Monitoring & Observability for Kubernetes > Prometheus > Using Thanos > High Availability

High Availability

Out of the box Prometheus does not have any concept of high availability or redundancy. Prometheus itself may be a mature and reliable product but not everything is foolproof and you should always plan for when a Kubernetes worker node fails, not if it fails, and therefore we must be able to tolerate a Prometheus Pod restarting from time to time. Before we look at Thanos, lets see how we could tackle this problem with just Kubernetes & Prometheus.

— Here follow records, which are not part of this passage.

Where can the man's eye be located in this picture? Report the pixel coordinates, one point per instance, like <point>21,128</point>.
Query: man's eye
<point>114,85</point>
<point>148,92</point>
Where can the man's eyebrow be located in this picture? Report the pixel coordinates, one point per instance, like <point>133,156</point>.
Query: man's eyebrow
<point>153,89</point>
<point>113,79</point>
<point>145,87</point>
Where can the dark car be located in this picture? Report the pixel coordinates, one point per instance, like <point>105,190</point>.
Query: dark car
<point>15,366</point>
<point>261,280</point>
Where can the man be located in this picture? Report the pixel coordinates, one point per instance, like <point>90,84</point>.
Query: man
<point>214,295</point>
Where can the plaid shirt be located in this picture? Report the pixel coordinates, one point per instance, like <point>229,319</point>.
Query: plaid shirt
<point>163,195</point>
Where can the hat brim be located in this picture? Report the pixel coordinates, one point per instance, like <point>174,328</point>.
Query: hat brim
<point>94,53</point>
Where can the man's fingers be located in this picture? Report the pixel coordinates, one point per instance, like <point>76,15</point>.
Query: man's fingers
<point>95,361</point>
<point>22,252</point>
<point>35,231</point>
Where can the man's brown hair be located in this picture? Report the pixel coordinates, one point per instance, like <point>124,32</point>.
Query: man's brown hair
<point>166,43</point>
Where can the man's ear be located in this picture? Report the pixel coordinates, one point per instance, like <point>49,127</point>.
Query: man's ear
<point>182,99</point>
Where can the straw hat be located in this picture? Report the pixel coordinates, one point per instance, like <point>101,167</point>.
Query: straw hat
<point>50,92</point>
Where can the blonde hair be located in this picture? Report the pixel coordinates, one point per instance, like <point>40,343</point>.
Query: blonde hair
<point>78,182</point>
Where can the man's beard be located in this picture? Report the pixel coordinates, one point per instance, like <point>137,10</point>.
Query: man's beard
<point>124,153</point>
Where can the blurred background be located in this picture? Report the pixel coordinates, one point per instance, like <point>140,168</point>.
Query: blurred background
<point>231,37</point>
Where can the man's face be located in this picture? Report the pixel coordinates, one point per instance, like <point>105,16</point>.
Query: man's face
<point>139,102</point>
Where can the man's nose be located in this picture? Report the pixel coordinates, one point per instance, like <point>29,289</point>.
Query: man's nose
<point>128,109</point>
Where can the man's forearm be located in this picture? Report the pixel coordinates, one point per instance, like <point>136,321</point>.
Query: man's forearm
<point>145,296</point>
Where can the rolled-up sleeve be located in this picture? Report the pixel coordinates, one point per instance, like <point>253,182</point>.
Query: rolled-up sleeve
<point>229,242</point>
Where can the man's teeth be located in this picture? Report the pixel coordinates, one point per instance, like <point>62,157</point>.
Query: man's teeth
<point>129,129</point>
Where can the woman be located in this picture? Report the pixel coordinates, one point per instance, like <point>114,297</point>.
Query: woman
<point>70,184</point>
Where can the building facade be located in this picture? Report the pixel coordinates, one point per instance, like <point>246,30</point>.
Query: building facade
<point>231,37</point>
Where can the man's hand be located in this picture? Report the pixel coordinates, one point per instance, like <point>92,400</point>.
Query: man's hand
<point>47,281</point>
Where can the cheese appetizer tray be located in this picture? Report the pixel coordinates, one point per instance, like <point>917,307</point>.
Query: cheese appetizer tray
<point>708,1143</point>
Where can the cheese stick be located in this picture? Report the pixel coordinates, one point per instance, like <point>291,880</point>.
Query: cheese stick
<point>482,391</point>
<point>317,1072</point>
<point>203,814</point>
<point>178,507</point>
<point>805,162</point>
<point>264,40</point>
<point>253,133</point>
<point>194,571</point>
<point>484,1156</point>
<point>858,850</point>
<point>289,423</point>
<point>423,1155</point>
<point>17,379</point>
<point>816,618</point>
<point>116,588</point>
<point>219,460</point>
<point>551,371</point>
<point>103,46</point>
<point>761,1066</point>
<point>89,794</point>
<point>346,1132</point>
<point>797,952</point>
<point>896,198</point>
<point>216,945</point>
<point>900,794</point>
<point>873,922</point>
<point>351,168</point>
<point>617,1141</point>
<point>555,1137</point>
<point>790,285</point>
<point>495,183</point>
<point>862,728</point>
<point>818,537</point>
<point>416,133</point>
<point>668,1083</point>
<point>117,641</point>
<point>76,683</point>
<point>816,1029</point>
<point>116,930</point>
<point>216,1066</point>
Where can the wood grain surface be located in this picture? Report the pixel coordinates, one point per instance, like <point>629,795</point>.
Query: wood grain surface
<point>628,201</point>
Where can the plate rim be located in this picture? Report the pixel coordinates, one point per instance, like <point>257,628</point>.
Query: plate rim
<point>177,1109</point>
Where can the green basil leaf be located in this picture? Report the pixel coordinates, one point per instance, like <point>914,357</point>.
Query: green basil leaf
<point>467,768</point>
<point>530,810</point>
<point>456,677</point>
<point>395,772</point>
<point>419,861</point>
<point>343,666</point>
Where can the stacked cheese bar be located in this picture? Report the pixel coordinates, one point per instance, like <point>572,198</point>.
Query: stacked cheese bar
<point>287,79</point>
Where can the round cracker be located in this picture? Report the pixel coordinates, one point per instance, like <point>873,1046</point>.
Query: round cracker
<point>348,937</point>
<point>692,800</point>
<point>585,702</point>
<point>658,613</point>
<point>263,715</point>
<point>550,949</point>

High Availability with Kubernetes

Earlier in this chapter we used the Prometheus Operator to launch a single instance of Prometheus within Kubernetes. To avoid the scenario of metrics being unavailable, either permanently or for a short duration of time, we can run a second instance of Prometheus. Each instance of Prometheus will run independent of the other, however each still have the same configuration as set by the Prometheus Operator. Essentially, two copies of target metrics will be scraped, as shown below:

Now lets update the previous prometheus.yaml file to support this new architecture. We need to change the replicas from 1 to 2 and then also add a podAntiAffinity to ensure that both instances of Prometheus are running on different Kubernetes worker nodes to ensure we truly benefit from having the additional redundant instance of Prometheus.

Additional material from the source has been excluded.